A couple of days ago, Matt Sutton (a young American religious historian who’s knows from American Pentecostalism) argued on the History News Network that, whatever reasons one might have for being concerned about Sarah Palin in high national office, her religion should not be one of them. (He assumes, by the way, that she is in fact a prophecy believing, speaking-in-tongues Pentecostal.)
If Palin’s beliefs are cause for alarm, then we should never have elected John F. Kennedy. After all, the Roman Catholic Church of 1960 wanted to bring down the wall of separation between church and state. Shouldn’t we have kept him out of the White House?
And what about Barack Obama? This guy should make the average American tremble. After all, he is very serious about the social ethics of the New Testament, especially Jesus’ Sermon on the Mount. Doesn’t that mean that if terrorists attack the United States, Obama will ask us to love our enemies as ourselves and to turn the other cheek?
How about Joe Biden? The Catholic Church forbids the use of contraceptives. If we elect him, isn’t he going to take away all of our condoms? Is the Vatican going to be writing the sex-ed curriculum for our schools?
No, no, and no. Obama is not going to turn the other cheek, Biden will not outlaw contraception, and Palin is not going to call down the Apocalypse. These men and women are politicians, not preachers, and they are certainly not prophets. Each has a serious and abiding faith. But it is one that has been deeply influenced by American civil religion—that mealy-mouthed creed of God (but not too much God) and country that has been the hallmark of our leaders since George Washington. The one thing that we can always count on is that our politicians never take their faiths too seriously. If they did they wouldn’t be able to stomach the world of American politics.
This seems to me far too blithe. During their respective national campaigns, JFK, Obama, and Biden all addressed the relationship of their religious identity to their conduct in public office. Palin has had little to communicate about that. But more to the point, it goes too far, it seems to me, to simply state apodictally that an American politician’s religious commitments will have no discernible effect on his or her policies or decisionmaking. Woodrow Wilson’s certitude about his divine mission is commonly judged to have shaped his uncompromising support for the Treaty of Versailles and the League of Nations–and not for the better. I’m prepared to believe that George W. Bush’s pigheaded engagement in Iraq has something to do with a conviction that God gave the U.S. the mission of spreading his gift of liberty to the peoples of the world.

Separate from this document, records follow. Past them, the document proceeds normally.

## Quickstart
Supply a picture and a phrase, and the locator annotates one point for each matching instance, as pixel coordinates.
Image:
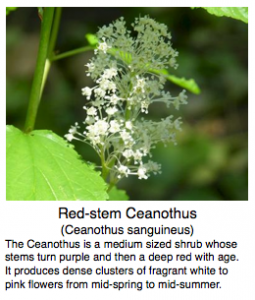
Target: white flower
(115, 126)
(110, 73)
(86, 92)
(91, 111)
(100, 92)
(123, 170)
(101, 127)
(142, 173)
(114, 99)
(140, 84)
(126, 137)
(111, 111)
(129, 125)
(144, 107)
(137, 155)
(124, 88)
(128, 153)
(102, 47)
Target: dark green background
(210, 161)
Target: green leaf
(92, 39)
(117, 195)
(10, 9)
(43, 166)
(188, 84)
(238, 13)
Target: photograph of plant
(132, 104)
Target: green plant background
(210, 161)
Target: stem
(72, 52)
(52, 43)
(54, 33)
(35, 95)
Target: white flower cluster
(125, 70)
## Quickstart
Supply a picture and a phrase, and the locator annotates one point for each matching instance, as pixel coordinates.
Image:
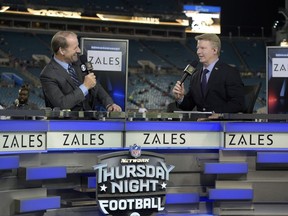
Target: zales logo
(235, 140)
(131, 184)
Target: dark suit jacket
(60, 91)
(224, 93)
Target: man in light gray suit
(75, 92)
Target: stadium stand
(156, 56)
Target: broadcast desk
(231, 165)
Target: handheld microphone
(189, 70)
(86, 67)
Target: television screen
(109, 58)
(203, 19)
(277, 79)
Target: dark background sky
(250, 15)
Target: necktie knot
(205, 71)
(204, 81)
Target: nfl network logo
(135, 151)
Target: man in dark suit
(223, 90)
(64, 85)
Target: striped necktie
(73, 75)
(204, 81)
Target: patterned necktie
(204, 81)
(73, 75)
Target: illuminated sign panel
(22, 142)
(109, 59)
(203, 19)
(83, 140)
(277, 74)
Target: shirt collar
(211, 66)
(63, 64)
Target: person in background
(22, 101)
(215, 86)
(63, 83)
(142, 109)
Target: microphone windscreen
(194, 63)
(83, 58)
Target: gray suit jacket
(60, 91)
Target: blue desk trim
(39, 173)
(37, 204)
(226, 168)
(78, 125)
(9, 162)
(231, 194)
(182, 198)
(254, 127)
(272, 157)
(174, 126)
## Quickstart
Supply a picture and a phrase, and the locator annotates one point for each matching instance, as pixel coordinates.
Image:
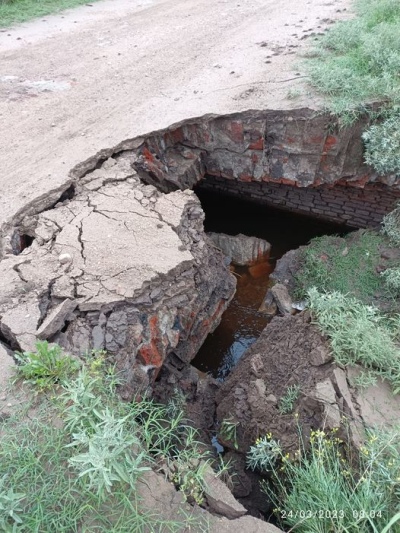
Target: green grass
(332, 488)
(359, 333)
(356, 63)
(74, 464)
(16, 11)
(346, 265)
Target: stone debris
(282, 298)
(220, 498)
(268, 305)
(119, 266)
(241, 249)
(55, 320)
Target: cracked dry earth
(119, 266)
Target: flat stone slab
(56, 319)
(241, 249)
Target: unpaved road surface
(87, 79)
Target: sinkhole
(242, 323)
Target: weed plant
(359, 333)
(345, 265)
(328, 488)
(356, 63)
(16, 11)
(47, 367)
(74, 465)
(391, 226)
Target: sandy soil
(84, 80)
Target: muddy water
(241, 323)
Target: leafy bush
(346, 265)
(391, 226)
(392, 280)
(382, 144)
(332, 488)
(80, 473)
(264, 454)
(359, 333)
(357, 62)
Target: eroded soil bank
(119, 260)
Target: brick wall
(358, 207)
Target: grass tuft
(359, 333)
(345, 265)
(357, 63)
(330, 487)
(73, 466)
(17, 11)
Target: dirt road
(84, 80)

I certainly don’t think a Pentecostal who accepts the gifts of the Holy Spirit, including the gift of tongues, should therefore be disqualified from holding public office. But I fail to see why there is no reason to be concerned about the conduct of foreign policy–particularly with respect to the Middle East–on the part of a president who makes a practice of scrutinizing the signs of the times for indications of a coming Tribulation. Prophecy belief really has affected American evangelicals’ views on, for example, the establishment of the State of Israel. It seems to me contemptuous of all politicians’ faith to wave away such beliefs as so much spiritual window dressing. If Sarah Palin’s faith has led her to oppose abortion and same-sex marriage, why is it out of bounds to suppose–and be concerned about–how she looks at the world?